Dude you can sell sperm for 100 to 250 bucks a time. And the best part is there will be kids all over the world that will have me as a daddy. It's like I'm jerking off my way into ruling the world
giving yourself 2 days to recover i see
I'll need it. Largely because i'm going to be stumbling through fancy restaurants with a bottle of whiskey insulting couples all night.
I forgot that I thought it would be a good idea to hairspray my toilet seat last night after I took 12 shots of vodka so when I just went to pee, I stuck to the toilet. Never drinking again.
Shaving my legs with an ankle monitor on is surprisingly more difficult than the drunk driving that got me here
Restaurants Roasting People Who Gave Them Negative Yelp Reviews (25 Pics)
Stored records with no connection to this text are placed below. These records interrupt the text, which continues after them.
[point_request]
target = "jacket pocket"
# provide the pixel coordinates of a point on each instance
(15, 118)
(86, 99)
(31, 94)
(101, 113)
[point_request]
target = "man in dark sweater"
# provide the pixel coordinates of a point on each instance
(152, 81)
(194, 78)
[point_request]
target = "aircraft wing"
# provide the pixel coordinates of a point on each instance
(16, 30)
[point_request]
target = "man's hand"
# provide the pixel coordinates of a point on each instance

Fulfilled a bucket list goal last night. Borrowed a dollar from a stripper to buy smokes
God bless Atlanta.
It was a fight. Me vs nature and drunkenness. And nature won. Big time.
All's fair in love and war. and tinder.
Yeah the last text says "How many your ass,,,,, prepare it" so take that for what it is
I need you to perform a face transplant. Please remove your face from your accounting book and relocate it to where it's most needed - between my legs.
Woman Posts Harassing DMs From Creep Online, Now He’s Upset Because People Told His Mom
I'm still laying in bed cuz I don't feel like adulting yet
Text me if something catches fire and I will put pants on
She fucked my eyebrows.. I've never had that done before.
Wait... Plucked, or Fucked?
Fucked, but I understand your need to clarify
I. Am. Not. Tattooing. My. Penis.
What better than a girl who loves jager, sexts like a champ and is down for t-bell at any hours of the night? oh wait, NOTHING.
I just caught your son trying to perform fellatio on himself. What do I do?